No Harm Done
The origins of modern medicine in the Greek healing arts.
Aug 31, 2009, Vol. 14, No. 46 • By SUSANNE KLINGENSTEIN
Mania, cholera, nausea, dyspnea, apnea, asphyxia; lipophilia, tachycardia, thrombocytopenia. If medical terminology seems all Greek to you, the delightful George L. Banay, erstwhile medical librarian at Worcester State Hospital, confirms your diagnosis: "The Hippocratics," he wrote in his still-useful 1948 introduction to the Greek and Latin derivations of medical terms, "were the first to describe diseases based on observations, and the names given by them to many conditions are still used today."
Latin speakers came late to the feast. Only a quarter of medical terms are of Latin origin (fossa, fundus, hernia). If only the great Aelius Galenus of Pergamon (129-200 A.D.) had written his 200 known essays, running to three million words, in the language of the superpower, Rome, rather than in the language of philosophical learnedness, Greek, things might have turned out differently. Yet even the magnificently expansive and innovative Galen was an epigone of sorts, because much of the structure of how to think about medicine had been put in place by his Greek precursors.
In this delightfully concise and accessible book, Bronwen L. Wickkiser, who teaches classics at Vanderbilt, unfolds the complexities of Greek medicine. The Hippocratics were not the first, and then not the only, game in town. They emerged only in the fifth century B.C., focused on observation in order to arrive at a prognosis, and were therapeutic conservatives. They recommended dietetic measures always, pharmaka rarely, and surgery hardly ever. It is easy to recognize their ruling principle at work here--"First, do no harm"--an adage that, strangely, we tend to remember in Latin rather than in Greek: Primum non nocere.
The puzzle, as Wickkiser sees it, is that parallel to the emergence and unfolding of a iatrike (medicine) that searched for causes in nature rather than among the Olympians, the cult of Asklepios experienced an unprecedented surge in popularity. Asklepios, the son of Apollo and a mortal woman, was trained by the centaur Chiron and made his first appearance in the Iliad. There the Greeks revere him and his sons Machaon and Podaleirios (whom he trained as he trained in his skills) for their ability to treat difficult wounds.
When Machaon himself is wounded, Idomeneus, rushing to save him, exclaims: "A doctor is worth many other men!" Those were the days.
Homer did not consider Asklepios divine, but in the course of human events, Asklepios ascended to the stature of a healing god. Sanctuaries were established, the most important of them at Epidauros, and visited by pilgrims afflicted predominantly with chronic ailments: blindness, deafness, baldness, paralysis, infertility, insomnia. The supplicants would sleep in the temple, hoping that Asklepios would appear to them in a dream and perform a medical procedure or prescribe a therapeutic regimen.

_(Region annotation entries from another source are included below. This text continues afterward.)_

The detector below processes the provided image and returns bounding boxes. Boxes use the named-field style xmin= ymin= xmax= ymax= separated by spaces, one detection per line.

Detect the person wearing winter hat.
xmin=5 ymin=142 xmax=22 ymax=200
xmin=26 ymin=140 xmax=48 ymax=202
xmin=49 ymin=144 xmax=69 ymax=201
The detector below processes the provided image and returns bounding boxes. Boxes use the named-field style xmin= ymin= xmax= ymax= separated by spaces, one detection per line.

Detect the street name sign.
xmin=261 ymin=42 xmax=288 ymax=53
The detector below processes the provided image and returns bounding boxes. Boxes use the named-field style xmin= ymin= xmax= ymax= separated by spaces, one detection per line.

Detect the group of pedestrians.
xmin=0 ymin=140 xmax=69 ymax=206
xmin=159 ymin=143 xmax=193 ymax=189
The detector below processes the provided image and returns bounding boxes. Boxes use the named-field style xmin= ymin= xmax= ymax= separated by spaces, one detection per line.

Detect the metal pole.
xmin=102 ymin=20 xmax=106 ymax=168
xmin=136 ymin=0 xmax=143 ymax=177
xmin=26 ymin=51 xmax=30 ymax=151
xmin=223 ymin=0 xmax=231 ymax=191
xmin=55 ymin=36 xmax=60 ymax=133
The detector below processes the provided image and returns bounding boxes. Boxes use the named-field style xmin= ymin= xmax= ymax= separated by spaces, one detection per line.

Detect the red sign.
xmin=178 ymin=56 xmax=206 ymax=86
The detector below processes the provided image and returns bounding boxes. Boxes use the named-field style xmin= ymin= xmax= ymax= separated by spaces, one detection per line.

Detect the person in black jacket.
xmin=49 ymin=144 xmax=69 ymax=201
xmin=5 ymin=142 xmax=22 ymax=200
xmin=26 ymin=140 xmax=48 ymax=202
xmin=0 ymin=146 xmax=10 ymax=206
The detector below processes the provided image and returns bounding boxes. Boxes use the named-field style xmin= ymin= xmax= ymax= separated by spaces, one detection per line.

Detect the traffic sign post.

Why did observation-based iatrike and faith-based healing experience a simultaneous surge in fifth-century Greece? We should not be terribly surprised, since in the absence of antibiotics even the rationally inclined iatroi (doctors) could effectively do very little. Trauma surgery had already evolved into its own discipline and was practiced by manually skilled surgeons. Hence the Hippocratic Oath, a kind of buyer's guarantee that no irreversible harm will be done to patients, makes the iatros (whose major assets are astute observation and deductive acumen) declare: "I will not cut for stone, even for patients in whom the disease is manifest; I will leave this operation to be performed by practitioners, specialists in this art."
Fifth-century philosophically trained physicians knew how little they knew. They also knew that, in order to attract new customers, they had to keep their mortality figures low. Modern hospitals are familiar with that idea. Hence the Hippocratic iatroi decided that they would not treat chronic and incurable cases. As Wickkiser points out, it's important to see this not only as a shrewd business decision. As medicine established itself as a profession, it was important to delineate what it could and could not accomplish so that patients would be able to distinguish the skilled practitioner from the snake-oil vendor and charlatan. The trained physician would acknowledge the limits of his art (techne) and skill (sophia).